Purpose : To evaluate the expression of galectin-1 (Gal-1) and -3 (Gal-3) in the keratoconus (KC) diagnosed patients and riboflavin and ultraviolet light effect on human keratocytes cultivated in vitro.

Methods : Tear fluid and conjunctival impression cytology specimens from control and KC patients with and without atopy (n = 10/group) were used to evaluate Gal-1 and Gal-3 expression by immunofluorescence and ELISA. Primary human keratocytes were isolated by digestion in collagenase from surgically removed corneas of five normal human corneal buttons and cultured in DMEM/Ham's F12 medium supplemented with 2 % fetal bovine serum. These cells were evaluated under two experimental conditions: control and submitted to the application of UVA light and riboflavin 0.1% for 30 minutes called cross-linking (CXL). After 24 hours of CXL, expression of Gal-1 and Gal-3 in the and their supernatants was performed using immunofluorescence and ELISA; multiplex assay was also done to detect inflammatory biomarkers in supernatants. Student’s t-test was used for statistical analysis.
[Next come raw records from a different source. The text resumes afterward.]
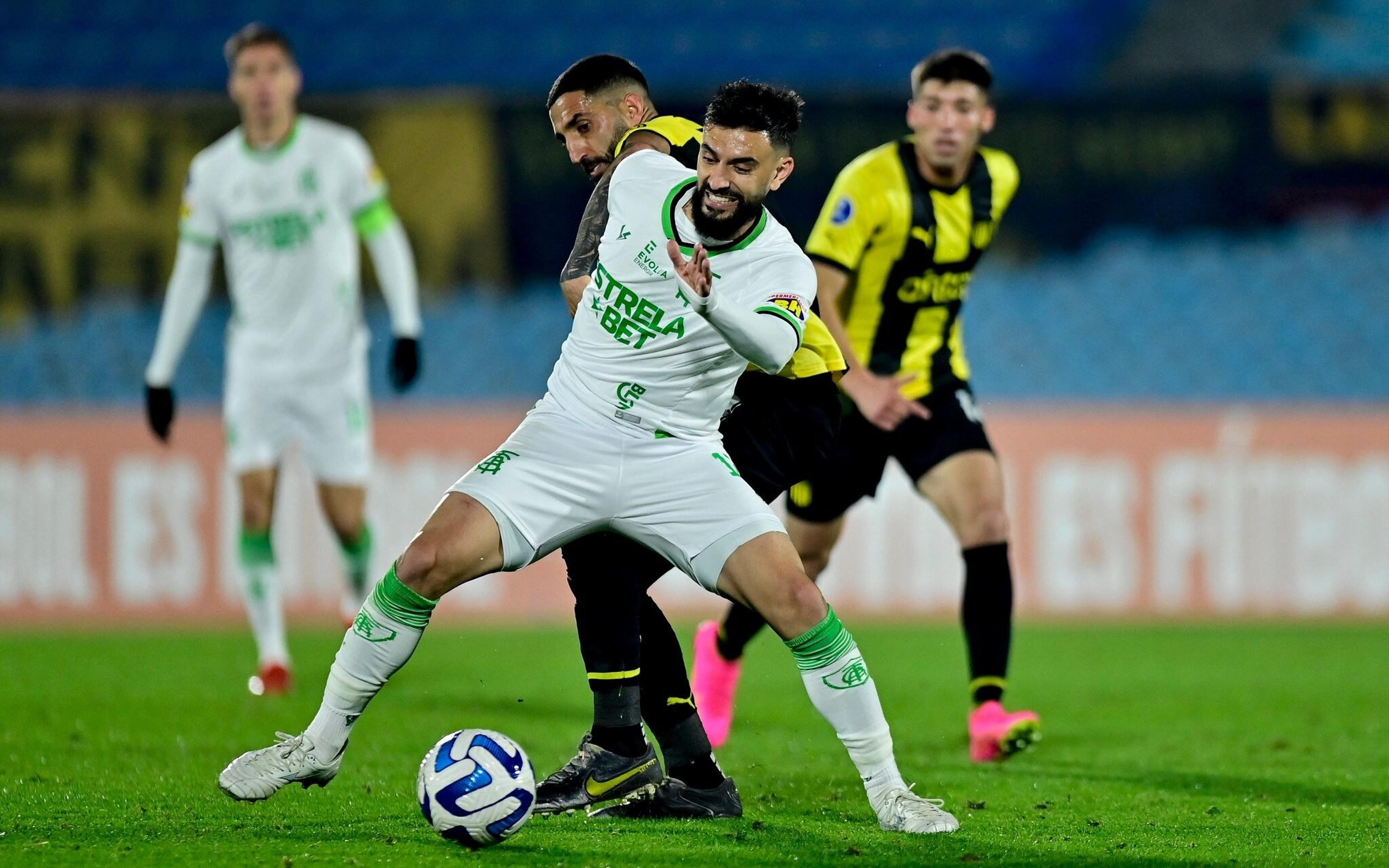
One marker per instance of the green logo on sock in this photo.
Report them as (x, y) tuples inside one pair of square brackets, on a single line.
[(371, 631), (849, 675)]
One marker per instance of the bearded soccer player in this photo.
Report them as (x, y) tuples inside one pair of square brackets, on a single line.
[(286, 196), (596, 455), (895, 248), (602, 110)]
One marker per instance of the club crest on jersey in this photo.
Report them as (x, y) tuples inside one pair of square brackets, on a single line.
[(844, 211), (494, 463), (792, 305), (628, 395)]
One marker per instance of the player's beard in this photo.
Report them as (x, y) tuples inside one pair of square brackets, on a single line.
[(724, 227)]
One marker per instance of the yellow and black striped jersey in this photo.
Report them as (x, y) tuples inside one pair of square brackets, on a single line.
[(819, 353), (910, 249), (684, 135)]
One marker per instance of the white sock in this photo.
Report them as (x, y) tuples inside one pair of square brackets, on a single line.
[(378, 643), (842, 691), (262, 594)]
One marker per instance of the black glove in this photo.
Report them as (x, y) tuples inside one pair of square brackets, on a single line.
[(405, 363), (159, 410)]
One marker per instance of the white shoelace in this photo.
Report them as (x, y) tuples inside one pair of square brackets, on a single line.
[(285, 748)]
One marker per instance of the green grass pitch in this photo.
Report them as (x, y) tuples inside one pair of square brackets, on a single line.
[(1256, 745)]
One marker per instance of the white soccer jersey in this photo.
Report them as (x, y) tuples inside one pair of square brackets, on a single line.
[(285, 223), (638, 353)]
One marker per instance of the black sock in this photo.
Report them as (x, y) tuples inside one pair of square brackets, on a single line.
[(987, 613), (688, 756), (702, 773), (741, 624), (666, 688), (623, 741)]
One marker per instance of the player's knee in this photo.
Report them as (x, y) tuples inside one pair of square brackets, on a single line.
[(795, 606), (255, 516), (815, 561), (423, 569), (984, 526), (348, 530)]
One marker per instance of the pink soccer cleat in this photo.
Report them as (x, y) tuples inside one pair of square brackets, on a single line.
[(714, 684), (995, 734), (271, 680)]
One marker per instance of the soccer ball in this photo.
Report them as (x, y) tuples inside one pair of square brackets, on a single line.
[(477, 788)]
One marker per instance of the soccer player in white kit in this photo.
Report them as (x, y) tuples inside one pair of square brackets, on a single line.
[(695, 280), (286, 198)]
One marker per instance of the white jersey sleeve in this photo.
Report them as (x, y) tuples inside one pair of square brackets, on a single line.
[(764, 321), (199, 221), (363, 183), (635, 175)]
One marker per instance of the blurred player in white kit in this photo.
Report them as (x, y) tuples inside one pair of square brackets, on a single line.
[(286, 198)]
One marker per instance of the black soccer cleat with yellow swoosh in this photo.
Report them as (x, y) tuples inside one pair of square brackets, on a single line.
[(596, 775)]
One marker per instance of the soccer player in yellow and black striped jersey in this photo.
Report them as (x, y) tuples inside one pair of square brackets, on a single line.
[(782, 424), (895, 248)]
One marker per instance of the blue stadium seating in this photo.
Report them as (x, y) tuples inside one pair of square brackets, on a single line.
[(1290, 315), (521, 45), (1344, 39)]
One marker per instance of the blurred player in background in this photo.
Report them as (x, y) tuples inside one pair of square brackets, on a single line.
[(286, 196), (602, 110), (895, 248)]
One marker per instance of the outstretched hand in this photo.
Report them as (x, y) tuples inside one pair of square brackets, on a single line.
[(695, 271)]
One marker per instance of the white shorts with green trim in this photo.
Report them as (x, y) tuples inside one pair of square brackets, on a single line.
[(559, 478), (327, 417)]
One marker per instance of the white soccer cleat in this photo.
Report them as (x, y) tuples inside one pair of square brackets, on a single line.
[(901, 810), (260, 774)]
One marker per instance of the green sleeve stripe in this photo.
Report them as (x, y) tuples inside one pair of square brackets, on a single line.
[(205, 241), (374, 217), (788, 317)]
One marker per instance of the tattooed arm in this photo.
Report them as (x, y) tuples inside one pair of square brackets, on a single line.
[(574, 278)]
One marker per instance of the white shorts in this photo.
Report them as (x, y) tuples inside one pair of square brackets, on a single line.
[(328, 419), (559, 478)]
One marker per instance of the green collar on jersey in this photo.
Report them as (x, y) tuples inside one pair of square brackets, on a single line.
[(668, 224), (270, 153)]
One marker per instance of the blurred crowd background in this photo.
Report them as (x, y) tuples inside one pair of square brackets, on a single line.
[(1203, 213)]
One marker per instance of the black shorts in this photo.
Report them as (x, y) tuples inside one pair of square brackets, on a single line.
[(781, 431), (778, 432), (862, 452)]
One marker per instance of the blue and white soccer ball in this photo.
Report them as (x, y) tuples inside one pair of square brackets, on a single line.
[(477, 788)]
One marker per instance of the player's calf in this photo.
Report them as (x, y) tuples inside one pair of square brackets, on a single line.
[(766, 573), (460, 542)]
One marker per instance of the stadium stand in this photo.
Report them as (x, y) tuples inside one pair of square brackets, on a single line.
[(352, 45), (1339, 39), (1133, 317)]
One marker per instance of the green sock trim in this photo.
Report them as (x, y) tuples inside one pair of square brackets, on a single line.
[(357, 552), (400, 603), (255, 549), (823, 643)]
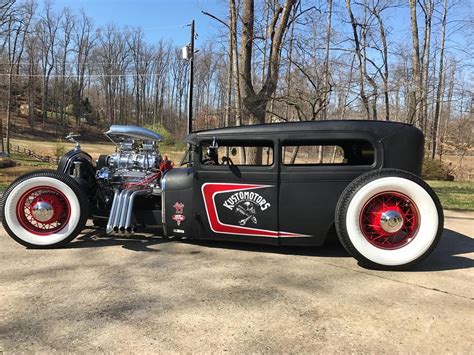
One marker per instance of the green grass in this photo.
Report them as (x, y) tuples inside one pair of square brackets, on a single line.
[(454, 195)]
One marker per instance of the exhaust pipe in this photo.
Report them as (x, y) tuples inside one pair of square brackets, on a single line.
[(126, 206), (110, 227), (128, 217), (120, 217)]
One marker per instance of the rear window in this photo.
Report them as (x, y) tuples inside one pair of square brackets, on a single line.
[(237, 153), (343, 152)]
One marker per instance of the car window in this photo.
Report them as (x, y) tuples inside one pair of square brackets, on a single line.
[(188, 156), (237, 153), (344, 152)]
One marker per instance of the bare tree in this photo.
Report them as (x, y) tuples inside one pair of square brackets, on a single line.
[(255, 102), (434, 139), (47, 29), (415, 97), (17, 26)]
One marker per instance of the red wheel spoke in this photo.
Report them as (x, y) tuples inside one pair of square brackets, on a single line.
[(58, 210), (389, 203)]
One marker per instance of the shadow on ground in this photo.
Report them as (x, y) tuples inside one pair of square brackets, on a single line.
[(448, 253), (446, 256)]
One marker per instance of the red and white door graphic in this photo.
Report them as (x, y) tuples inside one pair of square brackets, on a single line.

Results : Atopic KC patients exhibited increased levels of Gal-1 in the tear fluids (14.5±3 ng/mL, p>0.05) and epithelial cells of bulbar conjunctiva (130±3 arbitrary units, p<0.001) compared to control (9.8±0.5 and 87±1.6, respectively). On the other hand, non-atopic KC patients exhibited increased levels of Gal-3 in the tear fluid (70±16 ng/mL, p<0.05), but decreased endogenous expression in conjunctival epithelial cells. In in vitro experiments, keratocytes exhibited intense nuclear Gal-1 expression while Gal-3 was localized especially in the cytoplasm and both were strongly diminished after 24 hours of CXL. Further, CXL induced significant release of Gal-1 in the cell supernatants (116±18 ng/mL, p<0.05) and decreased inflammatory biomarkers as IL-6, IL-8, MMP-2 and MMP-9. Gal-3 levels was not detected in the keratocyte supernatants

Conclusions : Gal-1 and Gal-3 represent new interesting biomarkers as revealed by their different expression patterns in atopic and non-atopic KC patients. CXL has immunosuppressive effect on keratocytes by reducing the release of cytokines and MMPs and increased anti-inflammatory protein Gal-1.

This is an abstract that was submitted for the 2017 ARVO Annual Meeting, held in Baltimore, MD, May 7-11, 2017.